So in this example we're just starting a basic collection, running the application, then as soon as the application ends the trace is ended. There's still some overhead in the starting and stopping of the trace but we can filter the results to just those within the lifetime of the application from within WPA. logman must be run in an administrator console, otherwise you get the following error:

Access is denied. 
You're running with a restricted token, try running elevated. 

xperf (

xperf -on Base -buffersize 1024 -minbuffers 400 -stackwalk CSwitch+FileRead+HardFault+PagefaultHard+PageAccess -SetProfInt 1221 & 
superMegaUltra.exe & 
xperf -d C:\benchmark.etl 

-on flags is a list of all of the providers to use for collection. A complete list of the default kernel providers can be obtained by running the following: xperf -providers kf. Predefined groups of flags are also available: xperf -providers kg. In the example we're using the 'Base' group to collect similar data to a run of logman.
-buffersize 1024 -minbuffers 400 configures 400 buffers of 1MB each in size. xperf will put the information it collects into these memory buffers during the trace. Like logman, too few and/or too small buffers results in the loss of some events but you'll be warned if that happens. Too many buffers is a waste of memory. It's a good idea to run a trace with a sensible number of buffers to get an idea of how big the trace file is, then adjusting the number to balance the size of the output and the amount of memory available.
-stackwalk flags turns on stack walking. The stack is collected on the events listed. This has a fair overhead but the information it provides can be incredibly useful. Unless you are bothered about the overheads, don't add too many flags here. A list of available events can be obtained by running xperf -help stackwalk.
-SetProfInt 1221 sets the sample rate to the maximum of 8Hz (1221 * 100ns = 0.1221ms). The default is 1Hz. Adjust this to the level of detail needed to decrease overheads and output size.

As with logman, xperf must also be run in an administrator console.

Windows Performance Analyzer

Graphs and Tables

All of the available graphs are listed on the left hand side. Some can be expanded to show variations by clicking the arrow next to the description. To open the table relating to a graph, click the table button to the top right of an opened graph. If you select a row in the table then the related area of the graph gets highlighted. eg If you select a process in the CPU Usage table, the lifetime of the process is selected. You can then zoom into the selection which, depending on the data, will also filter the table.

You can also filter the graphs by whatever a single item of whatever they show (eg if it's a CPU usage graph it can be filtered by process or thread). To filter just click the coloured boxes in the Series column to the left of the graph.

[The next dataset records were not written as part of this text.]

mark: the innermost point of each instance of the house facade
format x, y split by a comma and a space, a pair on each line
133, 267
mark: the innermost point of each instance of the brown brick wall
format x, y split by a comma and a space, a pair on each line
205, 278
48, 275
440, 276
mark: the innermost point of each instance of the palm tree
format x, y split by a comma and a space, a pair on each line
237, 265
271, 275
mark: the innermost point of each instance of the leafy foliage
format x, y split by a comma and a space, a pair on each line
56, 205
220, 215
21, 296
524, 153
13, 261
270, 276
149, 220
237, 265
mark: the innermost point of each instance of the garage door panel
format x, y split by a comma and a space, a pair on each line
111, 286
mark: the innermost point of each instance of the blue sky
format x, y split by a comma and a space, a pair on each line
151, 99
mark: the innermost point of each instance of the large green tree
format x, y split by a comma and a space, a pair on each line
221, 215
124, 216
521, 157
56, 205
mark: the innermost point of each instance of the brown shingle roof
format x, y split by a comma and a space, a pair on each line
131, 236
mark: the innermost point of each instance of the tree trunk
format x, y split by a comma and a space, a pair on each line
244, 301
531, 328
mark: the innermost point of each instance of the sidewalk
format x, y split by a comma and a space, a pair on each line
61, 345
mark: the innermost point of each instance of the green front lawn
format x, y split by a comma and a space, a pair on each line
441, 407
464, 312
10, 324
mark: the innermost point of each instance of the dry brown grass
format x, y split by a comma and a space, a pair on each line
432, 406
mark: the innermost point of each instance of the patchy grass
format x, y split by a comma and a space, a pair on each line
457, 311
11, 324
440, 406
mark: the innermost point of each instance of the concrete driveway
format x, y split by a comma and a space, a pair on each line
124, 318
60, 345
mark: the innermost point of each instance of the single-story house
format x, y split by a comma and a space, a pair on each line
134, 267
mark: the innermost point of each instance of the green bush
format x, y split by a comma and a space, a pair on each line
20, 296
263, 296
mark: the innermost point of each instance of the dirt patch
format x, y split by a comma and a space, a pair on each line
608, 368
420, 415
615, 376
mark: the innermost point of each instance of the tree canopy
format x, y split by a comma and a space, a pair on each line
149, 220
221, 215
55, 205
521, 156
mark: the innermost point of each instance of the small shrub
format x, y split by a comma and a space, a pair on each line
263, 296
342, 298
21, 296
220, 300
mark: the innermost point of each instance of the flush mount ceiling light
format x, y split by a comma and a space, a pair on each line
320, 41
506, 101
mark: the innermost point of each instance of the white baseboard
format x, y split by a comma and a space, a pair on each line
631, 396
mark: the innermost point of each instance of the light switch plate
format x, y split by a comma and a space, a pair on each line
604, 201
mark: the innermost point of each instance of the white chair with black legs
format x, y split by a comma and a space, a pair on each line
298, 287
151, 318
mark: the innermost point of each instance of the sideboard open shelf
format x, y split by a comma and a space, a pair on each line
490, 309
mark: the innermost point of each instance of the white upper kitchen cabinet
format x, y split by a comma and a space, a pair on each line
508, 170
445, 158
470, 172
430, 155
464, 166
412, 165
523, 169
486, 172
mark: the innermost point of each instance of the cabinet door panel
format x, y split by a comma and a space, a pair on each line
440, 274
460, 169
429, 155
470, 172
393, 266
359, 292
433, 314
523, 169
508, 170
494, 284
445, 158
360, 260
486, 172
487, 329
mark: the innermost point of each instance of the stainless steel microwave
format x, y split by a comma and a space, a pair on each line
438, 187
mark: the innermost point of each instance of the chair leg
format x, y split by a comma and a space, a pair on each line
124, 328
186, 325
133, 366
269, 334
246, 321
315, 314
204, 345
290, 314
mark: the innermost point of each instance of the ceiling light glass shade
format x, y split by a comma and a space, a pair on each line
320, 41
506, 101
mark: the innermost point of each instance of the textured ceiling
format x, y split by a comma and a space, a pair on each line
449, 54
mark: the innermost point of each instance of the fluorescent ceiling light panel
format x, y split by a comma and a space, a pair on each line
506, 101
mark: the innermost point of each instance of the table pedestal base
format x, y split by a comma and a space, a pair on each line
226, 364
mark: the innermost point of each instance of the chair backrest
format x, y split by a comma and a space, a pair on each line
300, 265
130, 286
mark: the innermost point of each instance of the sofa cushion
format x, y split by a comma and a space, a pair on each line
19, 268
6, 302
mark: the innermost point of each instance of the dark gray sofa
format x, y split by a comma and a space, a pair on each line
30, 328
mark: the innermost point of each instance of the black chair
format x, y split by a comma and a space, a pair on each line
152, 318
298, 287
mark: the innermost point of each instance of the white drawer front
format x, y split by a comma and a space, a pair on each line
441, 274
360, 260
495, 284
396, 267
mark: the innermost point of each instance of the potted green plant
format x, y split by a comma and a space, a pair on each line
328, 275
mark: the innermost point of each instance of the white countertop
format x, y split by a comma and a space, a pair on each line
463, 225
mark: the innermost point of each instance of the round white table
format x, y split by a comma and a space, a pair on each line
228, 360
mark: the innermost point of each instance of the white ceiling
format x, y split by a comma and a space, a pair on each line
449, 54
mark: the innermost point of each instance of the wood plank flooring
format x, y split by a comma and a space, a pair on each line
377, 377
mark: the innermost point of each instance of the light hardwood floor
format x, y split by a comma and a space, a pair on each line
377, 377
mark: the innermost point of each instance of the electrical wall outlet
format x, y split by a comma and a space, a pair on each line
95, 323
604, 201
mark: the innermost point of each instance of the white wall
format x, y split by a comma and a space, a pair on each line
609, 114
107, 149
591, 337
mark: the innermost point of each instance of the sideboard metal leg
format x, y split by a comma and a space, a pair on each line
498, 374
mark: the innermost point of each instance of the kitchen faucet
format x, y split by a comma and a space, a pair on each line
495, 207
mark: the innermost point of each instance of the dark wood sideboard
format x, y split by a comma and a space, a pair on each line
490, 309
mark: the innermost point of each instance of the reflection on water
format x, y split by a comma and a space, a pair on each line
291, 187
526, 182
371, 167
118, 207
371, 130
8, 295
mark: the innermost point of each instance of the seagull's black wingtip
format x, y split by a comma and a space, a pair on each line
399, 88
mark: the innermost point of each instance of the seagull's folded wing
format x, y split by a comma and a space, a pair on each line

To filter by a single process/thread, select the item, right click it, then go to Disable -> All but selection. Filtering by threads is slightly different because they are children of the process items. Right click on the column, then go to Disable -> In entire graph -> All series, and then enable whichever items that are needed.

Saving the Layout

You can save the tabs, graphs, tables and their configurations by going to Profiles -> Export. To reopen a layout go to Profiles -> Apply. The zoom level of graphs is not saved. You can apply a profile to a different trace that you saved it in.

Stack Walking

The stack is visible only on CPU graphs. A sampled CPU graph can be used to traverse the stack in order of execution for a specific process or thread. A precise graph will only let you view the stack of the old and new thread during a context switch. In both cases you have to add the relevant column to the table. You'll also need to load the symbols for your application and for Windows, otherwise the stack shows up as questions and exclamation marks or something like superMegaUltra.exe!?. To load in symbols go to Trace -> Configure Symbol Paths. Already filled in is the information necessary to load in remote symbols for Windows. Add the path to the folder containing the PDB for your application before the existing information and separate the two with a semicolon. For example:


Then click OK and go to Trace -> Load Symbols. A bar should appear at the top that shows the symbols being loaded in the background. The symbols for your application should load quickly but the Windows symbols will take a long time, which is why it's important to put your applications symbols first; you can walk the stack with the symbols loaded for your application while the Windows symbols load. This won't happen if you didn't have the necessary flags set in xperf. You'll have to experiment to find which flags you need if this is the case.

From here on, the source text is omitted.